- Born: 1975 (age 50–51) Long Island, New York, U.S.
- Occupation: Film producer
- Years active: 2001–present
- Spouse: Cliff Roberts

= Kerry Kohansky Roberts =

American film producer

Kerry Kohansky Roberts (born 1975) is an American film producer best known for her work on the 2008 film Nick and Norah's Infinite Playlist.

==Career==
Born in Long Island, New York, Kohansky attended New York University's (NYU) Tisch School of the Arts in the late 1990s. She began to work for Chris and Paul Weitz in 2001 as their assistant on American Pie 2. Working for their production company, Depth of Field, she rose to a co-producer on the 2004 film In Good Company and was promoted by the Weitz brothers to a vice president of the company before the film's release. Paul Weitz, In Good Companys writer, director and producer, said that "Kerry was invaluable in the development and production of my [...] script. I was under the impression she was already a VP." His brother Chris claimed that "Kerry has proven her judgment, taste and commitment, and we're glad she'll be taking a bigger role in the company." She went on the executive produce the Weitzes' 2006 film American Dreamz, satirizing American politics and popular culture, and starring Hugh Grant and Dennis Quaid. After reading Rachel Cohn and David Levithan's novel Nick and Norah's Infinite Playlist, she hired Lorene Scafaria and Peter Sollett—with whom she had attended NYU's film school, but had never met—to write and direct the book's film adaptation, respectively. She was six months pregnant when the project was greenlit and, though she was not present for principal photography, she returned two weeks after giving birth to oversee reshoots and post-production.

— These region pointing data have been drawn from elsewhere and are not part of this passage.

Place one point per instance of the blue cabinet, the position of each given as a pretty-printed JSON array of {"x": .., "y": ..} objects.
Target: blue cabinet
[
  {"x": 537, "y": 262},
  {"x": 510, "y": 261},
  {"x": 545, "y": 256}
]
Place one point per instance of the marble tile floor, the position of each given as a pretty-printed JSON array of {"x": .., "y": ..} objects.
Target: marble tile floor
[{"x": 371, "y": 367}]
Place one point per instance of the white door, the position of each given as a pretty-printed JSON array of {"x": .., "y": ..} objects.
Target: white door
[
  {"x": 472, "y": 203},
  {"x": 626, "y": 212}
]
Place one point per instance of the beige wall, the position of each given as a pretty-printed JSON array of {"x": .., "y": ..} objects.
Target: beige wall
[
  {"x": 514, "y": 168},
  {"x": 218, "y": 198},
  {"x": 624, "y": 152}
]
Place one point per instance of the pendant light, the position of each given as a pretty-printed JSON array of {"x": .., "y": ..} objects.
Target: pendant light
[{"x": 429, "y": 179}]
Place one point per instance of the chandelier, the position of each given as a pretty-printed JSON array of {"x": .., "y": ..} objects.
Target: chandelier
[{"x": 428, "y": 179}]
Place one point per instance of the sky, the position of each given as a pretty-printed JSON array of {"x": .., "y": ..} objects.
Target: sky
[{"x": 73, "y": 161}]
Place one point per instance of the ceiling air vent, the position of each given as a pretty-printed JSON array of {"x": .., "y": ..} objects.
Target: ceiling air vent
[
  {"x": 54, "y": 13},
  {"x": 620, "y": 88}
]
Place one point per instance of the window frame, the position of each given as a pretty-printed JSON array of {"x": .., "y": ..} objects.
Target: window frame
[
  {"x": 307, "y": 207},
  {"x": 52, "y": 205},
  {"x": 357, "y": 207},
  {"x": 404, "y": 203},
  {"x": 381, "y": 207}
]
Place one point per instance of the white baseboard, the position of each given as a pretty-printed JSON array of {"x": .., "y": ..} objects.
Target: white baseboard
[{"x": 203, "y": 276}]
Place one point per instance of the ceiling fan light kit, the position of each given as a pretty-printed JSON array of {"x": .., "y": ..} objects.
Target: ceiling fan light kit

She was named one of Variety magazine's "10 Producers to Watch" of 2008 after its release.

Kohansky executive produced Paul Weitz's 2009 film Cirque du Freak and his following film, Being Flynn, saying that her goal is "to continue to find and harbor projects I believe in and make them happen".

==Personal life==
Kohansky is married to Cliff Roberts, a talent agent at Hollywood's William Morris Agency. She gave birth to their first child, Clifford Wiley Roberts IV, on November 16, 2007 in Santa Monica, California.

She was inspired "to understand how movies are made" by her first viewing of 1984 film Amadeus when she was nine or ten years old.